Le Parlement catalan n'a pas voté la déclaration d'indépendance que seuls les élus indépendantistes ont signée, mardi, à l'issu d'un débat qui risque de laisser des traces.La République indépendante de Catalogne aura duré vingt secondes. Celles qui ont séparé l'annonce du président régional, Carles Puigdemont, selon laquelle il «assume le mandat pour que le peuple de Catalogne devienne un Etat indépendant sous forme de République» et sa proposition de «suspendre les effets de la déclaration d'indépendance pour que durant les prochaines semaines, nous entreprenions un dialogue [avec Madrid].»

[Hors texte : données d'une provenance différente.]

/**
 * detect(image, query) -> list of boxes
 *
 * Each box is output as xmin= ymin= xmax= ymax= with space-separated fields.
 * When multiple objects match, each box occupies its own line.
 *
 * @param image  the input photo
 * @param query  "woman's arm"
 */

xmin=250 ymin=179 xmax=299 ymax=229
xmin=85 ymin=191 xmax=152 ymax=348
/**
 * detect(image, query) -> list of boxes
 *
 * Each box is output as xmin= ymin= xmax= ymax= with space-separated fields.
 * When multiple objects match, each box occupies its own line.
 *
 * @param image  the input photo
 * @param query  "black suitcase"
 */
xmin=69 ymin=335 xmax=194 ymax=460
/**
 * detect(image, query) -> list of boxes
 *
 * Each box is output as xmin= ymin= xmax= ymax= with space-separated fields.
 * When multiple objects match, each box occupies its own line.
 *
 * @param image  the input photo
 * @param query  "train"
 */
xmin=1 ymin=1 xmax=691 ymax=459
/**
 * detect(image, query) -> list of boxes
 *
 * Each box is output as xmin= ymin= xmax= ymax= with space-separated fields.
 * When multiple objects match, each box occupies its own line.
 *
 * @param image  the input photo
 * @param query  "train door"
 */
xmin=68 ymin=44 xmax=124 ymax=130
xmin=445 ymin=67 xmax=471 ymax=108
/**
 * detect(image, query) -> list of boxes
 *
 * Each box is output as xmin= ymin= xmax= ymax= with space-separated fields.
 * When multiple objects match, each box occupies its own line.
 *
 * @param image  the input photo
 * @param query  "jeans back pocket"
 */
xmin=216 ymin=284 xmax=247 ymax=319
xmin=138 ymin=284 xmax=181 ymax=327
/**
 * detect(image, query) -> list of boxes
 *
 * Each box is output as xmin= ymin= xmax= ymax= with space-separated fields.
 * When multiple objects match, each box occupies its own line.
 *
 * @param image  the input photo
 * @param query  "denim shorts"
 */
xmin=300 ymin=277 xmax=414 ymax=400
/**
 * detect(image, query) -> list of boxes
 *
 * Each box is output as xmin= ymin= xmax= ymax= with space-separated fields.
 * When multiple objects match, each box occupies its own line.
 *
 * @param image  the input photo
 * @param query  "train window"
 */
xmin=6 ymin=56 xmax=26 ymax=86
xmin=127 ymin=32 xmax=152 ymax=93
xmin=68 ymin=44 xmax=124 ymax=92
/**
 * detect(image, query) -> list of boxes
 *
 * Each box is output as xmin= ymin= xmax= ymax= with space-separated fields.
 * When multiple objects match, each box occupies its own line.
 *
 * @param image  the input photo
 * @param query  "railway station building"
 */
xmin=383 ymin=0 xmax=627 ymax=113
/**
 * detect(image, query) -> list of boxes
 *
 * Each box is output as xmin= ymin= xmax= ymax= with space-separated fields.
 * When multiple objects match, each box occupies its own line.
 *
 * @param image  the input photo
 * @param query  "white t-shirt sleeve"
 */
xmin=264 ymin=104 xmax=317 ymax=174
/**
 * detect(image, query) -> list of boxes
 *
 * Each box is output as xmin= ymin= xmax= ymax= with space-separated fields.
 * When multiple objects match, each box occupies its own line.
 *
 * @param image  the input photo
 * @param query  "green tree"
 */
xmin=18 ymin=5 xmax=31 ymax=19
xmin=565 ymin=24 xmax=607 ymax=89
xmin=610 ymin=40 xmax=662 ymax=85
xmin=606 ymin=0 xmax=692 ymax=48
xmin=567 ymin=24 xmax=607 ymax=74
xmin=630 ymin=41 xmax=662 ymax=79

En Espagne, l'incrédulité et l'incompréhension ont accueilli cette déclaration d'indépendance avortée, et la suspension d'une République catalane non proclamée formellement, qui laisse planer la menace d'une sécession imminente tout en laissant une place au dialogue avec Madrid. Sous pression des milieux économiques et des nationalistes modérés de sa formation, le Parti démocratique de Catalogne (PdeCAT) d'un côté, et des séparatistes révolutionnaires de la Candidature d'union populaire (CUP) et des puissantes associations indépendantistes de l'autre, M. Puigdemont a joué sa dernière cartouche : l'ambiguïté. Avec deux objectifs : interpeller la communauté internationale pour qu'elle force Mariano Rajoy à négocier, et nourrir «le processus» indépendantiste pour le maintenir en vie.
La mine contrite
«Nous pensons fermement que le moment exige non seulement une désescalade de la tension mais surtout la volonté claire et l'engagement d'avancer dans les demandes du peuple de Catalogne à partir du résultat du 1er octobre [la victoire du oui au vote sur l'indépendance]», a déclaré M. Puigdemont, ouvrant une nouvelle fois la porte au dialogue tout en réaffirmant son intention d'aboutir à l'indépendance. Ce sont les divergences entre la CUP et le groupe indépendantiste Junts pel Si (Ensemble pour le oui), une coalition qui regroupe les nationalistes du PdeCAT et la Gauche républicaine de Catalogne (ERC), qui ont compliqué, et retardé le discours de M. Puigdemont.
Selon les députés anticapitalistes, la «déclaration d'indépendance» ne leur a été présentée qu'une heure avant le début de la session parlementaire et ne correspond pas à l'accord négocié ces derniers jours. En colère, avec le sentiment d'avoir été trahis, ils sont entrés les derniers dans la salle du Parlement régional sans saluer le président, Carles Puigdemont.
Ce dernier ne s'est d'ailleurs pas tant adressé aux députés présents dans la salle qu'aux médias internationaux et aux télévisions étrangères qui retransmettaient en direct ce qu'il a défini comme «un moment historique». «La Catalogne est une affaire européenne», a-t-il martelé dès le début de son discours, avant de lister ses griefs envers Madrid. M. Puigdemont demande alors à l'Union européenne qu'elle «s'implique à fond et veille à ses valeurs fondatrices.»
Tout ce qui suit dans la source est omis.